Cumhurbaşkanı Tayyip Erdoğan ile eşi Emine Hanım da umarım rahatsızlıklarını fazla zahmetsiz atlatırlar. Cumhurbaşkanı, “Ben istirahatlara alışık değilim” diyor ama herkesten çok çalıştığı için en fazla onun istirahata ihtiyacı olması doğal. Evinde dinlenirken okuyup izleyeceği şeylerin yararını görecektir.
Heykel.. Elektrikten mahrum kent: Isparta.. İnsafsız zamlar..
Mesela, Samsun’daki Atatürk heykelinin halatlarla yerinden edilmeye çalışılması konusu, üzerinde düşünülmeye değer.
Altında tonlarca beton gövdesi bulunan heykelin halatlarla taşınamayacağını, kendilerini “Alkollüydük” diye savunan faillerin bile, gerçekten sarhoş olsalar dahi, bilmeleri gerekir.
Reklam
Bile bile yapılan sonuç alınması imkansız bu eylemin bir amacı olmalı.
T24’te yazan Mehmet Yılmaz konuyu işlerken, kendisinden ‘komplocu’ diye söz edilmesinden de çekinmeden, bazı önemli hususlara dikkat çekiyor.
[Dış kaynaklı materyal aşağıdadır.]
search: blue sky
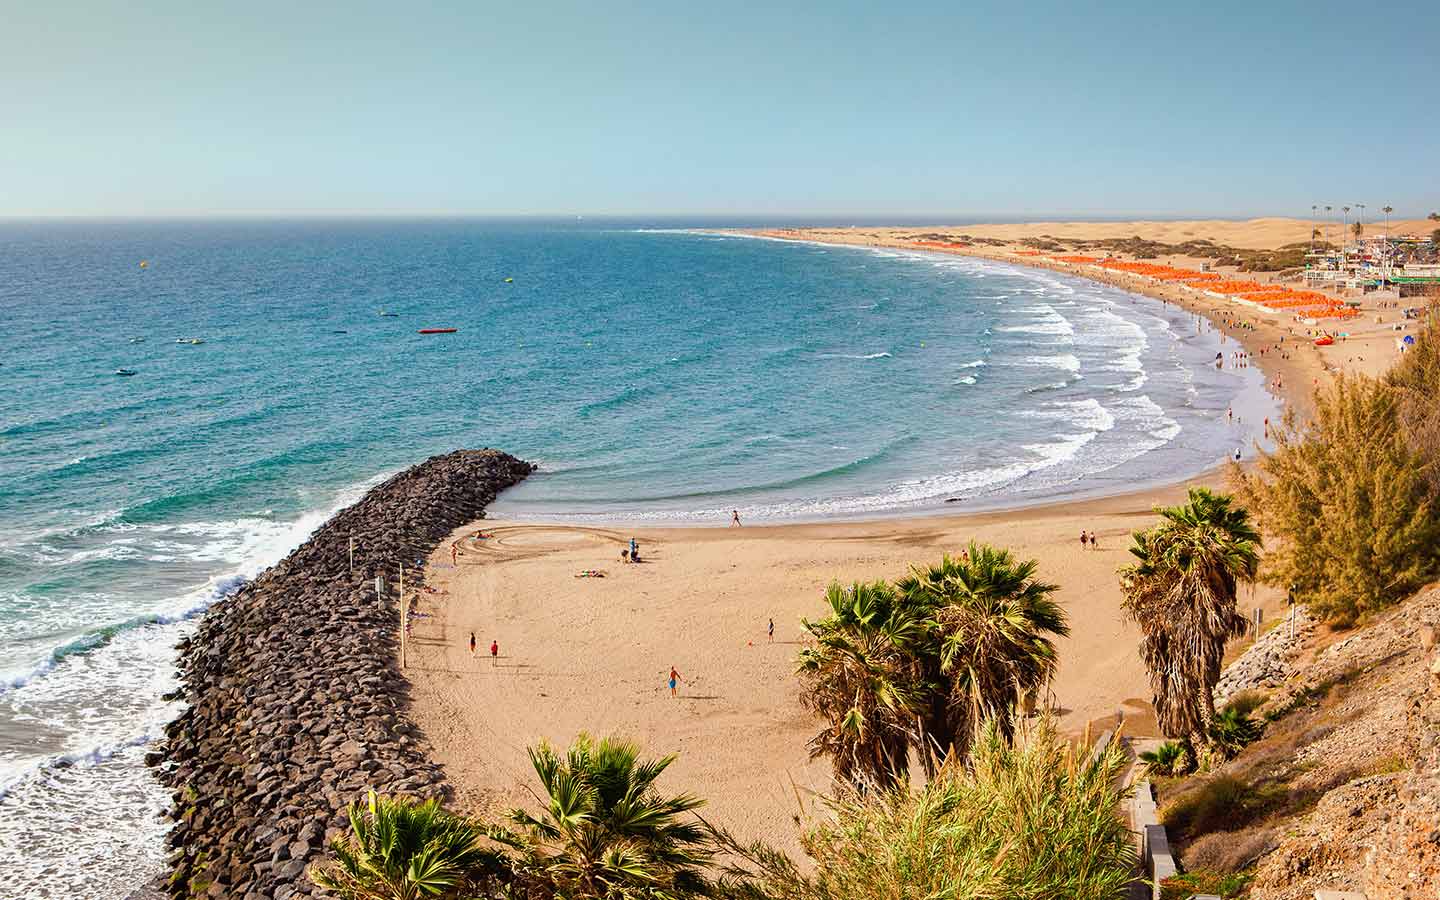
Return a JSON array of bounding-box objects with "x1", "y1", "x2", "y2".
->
[{"x1": 3, "y1": 0, "x2": 1437, "y2": 218}]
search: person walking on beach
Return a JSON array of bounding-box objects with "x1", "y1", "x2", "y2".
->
[
  {"x1": 768, "y1": 618, "x2": 774, "y2": 643},
  {"x1": 490, "y1": 639, "x2": 499, "y2": 665},
  {"x1": 469, "y1": 631, "x2": 476, "y2": 658},
  {"x1": 1079, "y1": 530, "x2": 1088, "y2": 549},
  {"x1": 1089, "y1": 531, "x2": 1099, "y2": 550},
  {"x1": 451, "y1": 543, "x2": 457, "y2": 566},
  {"x1": 669, "y1": 665, "x2": 683, "y2": 697},
  {"x1": 731, "y1": 509, "x2": 742, "y2": 527}
]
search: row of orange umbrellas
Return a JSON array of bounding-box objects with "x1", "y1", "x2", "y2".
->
[{"x1": 1029, "y1": 252, "x2": 1359, "y2": 321}]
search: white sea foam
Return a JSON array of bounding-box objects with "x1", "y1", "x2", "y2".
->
[
  {"x1": 1015, "y1": 353, "x2": 1082, "y2": 373},
  {"x1": 997, "y1": 304, "x2": 1076, "y2": 338},
  {"x1": 1022, "y1": 398, "x2": 1116, "y2": 433},
  {"x1": 0, "y1": 474, "x2": 384, "y2": 899},
  {"x1": 817, "y1": 351, "x2": 891, "y2": 360}
]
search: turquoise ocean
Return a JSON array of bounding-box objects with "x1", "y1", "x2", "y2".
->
[{"x1": 0, "y1": 221, "x2": 1275, "y2": 898}]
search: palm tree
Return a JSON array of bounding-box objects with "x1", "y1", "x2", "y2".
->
[
  {"x1": 797, "y1": 580, "x2": 932, "y2": 786},
  {"x1": 498, "y1": 734, "x2": 714, "y2": 898},
  {"x1": 897, "y1": 544, "x2": 1068, "y2": 761},
  {"x1": 1325, "y1": 205, "x2": 1334, "y2": 246},
  {"x1": 1383, "y1": 205, "x2": 1394, "y2": 237},
  {"x1": 314, "y1": 791, "x2": 500, "y2": 900},
  {"x1": 1353, "y1": 221, "x2": 1364, "y2": 241},
  {"x1": 1119, "y1": 488, "x2": 1260, "y2": 764}
]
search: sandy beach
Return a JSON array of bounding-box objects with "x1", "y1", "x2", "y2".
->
[
  {"x1": 406, "y1": 476, "x2": 1289, "y2": 857},
  {"x1": 393, "y1": 217, "x2": 1432, "y2": 854}
]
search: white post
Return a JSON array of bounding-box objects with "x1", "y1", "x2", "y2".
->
[
  {"x1": 349, "y1": 537, "x2": 355, "y2": 573},
  {"x1": 399, "y1": 562, "x2": 407, "y2": 669}
]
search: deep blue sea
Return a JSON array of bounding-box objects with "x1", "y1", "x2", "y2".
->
[{"x1": 0, "y1": 220, "x2": 1275, "y2": 897}]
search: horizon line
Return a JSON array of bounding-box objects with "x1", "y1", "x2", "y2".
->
[{"x1": 1, "y1": 210, "x2": 1423, "y2": 224}]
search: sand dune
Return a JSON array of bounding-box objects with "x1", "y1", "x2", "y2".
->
[{"x1": 803, "y1": 217, "x2": 1436, "y2": 251}]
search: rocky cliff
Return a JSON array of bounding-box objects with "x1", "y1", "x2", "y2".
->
[{"x1": 151, "y1": 449, "x2": 534, "y2": 900}]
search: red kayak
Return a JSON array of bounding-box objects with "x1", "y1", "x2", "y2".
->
[{"x1": 418, "y1": 328, "x2": 458, "y2": 334}]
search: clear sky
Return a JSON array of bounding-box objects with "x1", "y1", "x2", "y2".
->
[{"x1": 3, "y1": 0, "x2": 1437, "y2": 219}]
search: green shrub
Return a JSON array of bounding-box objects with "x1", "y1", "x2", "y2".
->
[
  {"x1": 725, "y1": 717, "x2": 1137, "y2": 900},
  {"x1": 1232, "y1": 374, "x2": 1440, "y2": 625},
  {"x1": 1225, "y1": 690, "x2": 1268, "y2": 717},
  {"x1": 313, "y1": 791, "x2": 501, "y2": 900},
  {"x1": 1162, "y1": 775, "x2": 1286, "y2": 841},
  {"x1": 1160, "y1": 869, "x2": 1254, "y2": 900},
  {"x1": 1211, "y1": 705, "x2": 1264, "y2": 758},
  {"x1": 1139, "y1": 741, "x2": 1190, "y2": 777}
]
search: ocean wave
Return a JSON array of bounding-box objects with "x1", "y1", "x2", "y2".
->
[
  {"x1": 0, "y1": 478, "x2": 373, "y2": 696},
  {"x1": 996, "y1": 305, "x2": 1075, "y2": 338},
  {"x1": 1022, "y1": 398, "x2": 1116, "y2": 433},
  {"x1": 816, "y1": 351, "x2": 892, "y2": 360},
  {"x1": 958, "y1": 359, "x2": 988, "y2": 369},
  {"x1": 1015, "y1": 353, "x2": 1082, "y2": 373},
  {"x1": 0, "y1": 730, "x2": 160, "y2": 804},
  {"x1": 0, "y1": 574, "x2": 245, "y2": 694},
  {"x1": 1024, "y1": 379, "x2": 1075, "y2": 394},
  {"x1": 576, "y1": 385, "x2": 648, "y2": 417},
  {"x1": 953, "y1": 375, "x2": 978, "y2": 386}
]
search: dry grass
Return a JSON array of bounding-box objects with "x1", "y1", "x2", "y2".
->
[{"x1": 1180, "y1": 826, "x2": 1279, "y2": 873}]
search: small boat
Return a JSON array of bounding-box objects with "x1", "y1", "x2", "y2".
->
[
  {"x1": 174, "y1": 337, "x2": 205, "y2": 345},
  {"x1": 1314, "y1": 336, "x2": 1335, "y2": 346},
  {"x1": 115, "y1": 368, "x2": 137, "y2": 377},
  {"x1": 378, "y1": 309, "x2": 399, "y2": 317},
  {"x1": 418, "y1": 328, "x2": 458, "y2": 335},
  {"x1": 129, "y1": 337, "x2": 146, "y2": 344},
  {"x1": 504, "y1": 277, "x2": 514, "y2": 283}
]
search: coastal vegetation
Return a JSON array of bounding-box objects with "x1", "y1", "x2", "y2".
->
[
  {"x1": 1119, "y1": 488, "x2": 1260, "y2": 767},
  {"x1": 315, "y1": 720, "x2": 1138, "y2": 900},
  {"x1": 1011, "y1": 233, "x2": 1329, "y2": 271},
  {"x1": 728, "y1": 718, "x2": 1136, "y2": 900},
  {"x1": 796, "y1": 544, "x2": 1068, "y2": 787},
  {"x1": 492, "y1": 735, "x2": 717, "y2": 899},
  {"x1": 795, "y1": 581, "x2": 929, "y2": 786},
  {"x1": 1233, "y1": 319, "x2": 1440, "y2": 625},
  {"x1": 314, "y1": 792, "x2": 500, "y2": 900},
  {"x1": 319, "y1": 735, "x2": 729, "y2": 900}
]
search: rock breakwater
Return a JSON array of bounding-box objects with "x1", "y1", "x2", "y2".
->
[{"x1": 151, "y1": 449, "x2": 534, "y2": 900}]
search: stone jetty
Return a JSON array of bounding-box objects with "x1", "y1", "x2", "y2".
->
[{"x1": 150, "y1": 449, "x2": 534, "y2": 900}]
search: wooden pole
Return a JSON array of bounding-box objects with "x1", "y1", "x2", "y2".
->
[
  {"x1": 349, "y1": 537, "x2": 354, "y2": 573},
  {"x1": 399, "y1": 562, "x2": 407, "y2": 669}
]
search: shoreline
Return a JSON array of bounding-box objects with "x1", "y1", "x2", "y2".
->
[
  {"x1": 488, "y1": 230, "x2": 1290, "y2": 529},
  {"x1": 730, "y1": 228, "x2": 1335, "y2": 419},
  {"x1": 404, "y1": 223, "x2": 1418, "y2": 859}
]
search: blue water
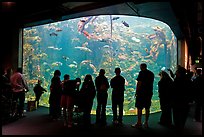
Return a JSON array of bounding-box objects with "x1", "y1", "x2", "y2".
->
[{"x1": 23, "y1": 15, "x2": 177, "y2": 115}]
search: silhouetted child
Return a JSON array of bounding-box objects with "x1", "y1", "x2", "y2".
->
[{"x1": 33, "y1": 80, "x2": 47, "y2": 107}]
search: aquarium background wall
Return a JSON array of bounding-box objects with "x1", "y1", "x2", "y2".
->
[{"x1": 23, "y1": 15, "x2": 177, "y2": 115}]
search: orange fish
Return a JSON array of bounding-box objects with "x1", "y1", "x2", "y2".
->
[{"x1": 83, "y1": 30, "x2": 91, "y2": 39}]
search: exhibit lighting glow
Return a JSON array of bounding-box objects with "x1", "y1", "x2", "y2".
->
[{"x1": 22, "y1": 15, "x2": 177, "y2": 115}]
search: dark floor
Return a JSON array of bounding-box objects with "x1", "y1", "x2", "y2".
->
[{"x1": 2, "y1": 103, "x2": 202, "y2": 135}]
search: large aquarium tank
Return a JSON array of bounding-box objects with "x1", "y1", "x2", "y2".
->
[{"x1": 23, "y1": 15, "x2": 177, "y2": 115}]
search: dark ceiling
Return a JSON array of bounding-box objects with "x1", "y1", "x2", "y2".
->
[
  {"x1": 1, "y1": 1, "x2": 202, "y2": 38},
  {"x1": 1, "y1": 1, "x2": 203, "y2": 61}
]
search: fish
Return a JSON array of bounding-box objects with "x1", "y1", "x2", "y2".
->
[
  {"x1": 98, "y1": 38, "x2": 113, "y2": 44},
  {"x1": 43, "y1": 62, "x2": 48, "y2": 65},
  {"x1": 67, "y1": 64, "x2": 77, "y2": 68},
  {"x1": 89, "y1": 63, "x2": 97, "y2": 73},
  {"x1": 122, "y1": 21, "x2": 129, "y2": 27},
  {"x1": 74, "y1": 46, "x2": 92, "y2": 52},
  {"x1": 47, "y1": 46, "x2": 62, "y2": 51},
  {"x1": 55, "y1": 28, "x2": 62, "y2": 32},
  {"x1": 147, "y1": 34, "x2": 156, "y2": 39},
  {"x1": 49, "y1": 32, "x2": 58, "y2": 36},
  {"x1": 98, "y1": 38, "x2": 108, "y2": 43},
  {"x1": 91, "y1": 16, "x2": 98, "y2": 24},
  {"x1": 80, "y1": 19, "x2": 86, "y2": 22},
  {"x1": 103, "y1": 45, "x2": 111, "y2": 48},
  {"x1": 45, "y1": 69, "x2": 50, "y2": 72},
  {"x1": 78, "y1": 16, "x2": 93, "y2": 33},
  {"x1": 82, "y1": 42, "x2": 88, "y2": 47},
  {"x1": 80, "y1": 60, "x2": 92, "y2": 65},
  {"x1": 51, "y1": 62, "x2": 63, "y2": 67},
  {"x1": 28, "y1": 79, "x2": 38, "y2": 84},
  {"x1": 82, "y1": 30, "x2": 91, "y2": 39},
  {"x1": 72, "y1": 61, "x2": 77, "y2": 64},
  {"x1": 131, "y1": 37, "x2": 140, "y2": 42},
  {"x1": 62, "y1": 56, "x2": 69, "y2": 61},
  {"x1": 112, "y1": 17, "x2": 120, "y2": 20}
]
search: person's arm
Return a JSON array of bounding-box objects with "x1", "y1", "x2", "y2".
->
[
  {"x1": 135, "y1": 81, "x2": 142, "y2": 96},
  {"x1": 41, "y1": 86, "x2": 47, "y2": 92},
  {"x1": 167, "y1": 68, "x2": 174, "y2": 79},
  {"x1": 95, "y1": 77, "x2": 99, "y2": 90},
  {"x1": 105, "y1": 77, "x2": 110, "y2": 89},
  {"x1": 123, "y1": 77, "x2": 125, "y2": 91},
  {"x1": 21, "y1": 74, "x2": 29, "y2": 92},
  {"x1": 33, "y1": 85, "x2": 37, "y2": 93}
]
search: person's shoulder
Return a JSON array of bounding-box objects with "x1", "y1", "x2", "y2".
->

“İlk ifadelerini dikkatle okuduğunuzda önceden üzerinde çalışılmış profesyonel bir ifade olduğu da anlaşılıyordu. / Suç kayıtlarına baktığınızda kuzenlerin 13 ayrı suçtan 38 dosyaları olduğu anlaşılıyor. / Hakaret, tehdit, kasten adam yaralama, polise mukavemet, taksirle yaralama, suç uydurma, uyuşturucu ticareti gibi suçları işlemişler. / Bu profil, saldırganların daha büyük gizli bir organizasyon tarafından kullanılmış olabileceğini düşündüren bir profil. / Saldırı için gerekli malzemenin temini (ip, çelik halat) için zanlıların kendi ceplerinden para harcadıklarını düşünmek de çok mantıklı değil. / Planlı bir saldırı var. / Saldırıyı gerçekleştirenler para ile bu işe kolayca yönlendirilebilecek tipler.”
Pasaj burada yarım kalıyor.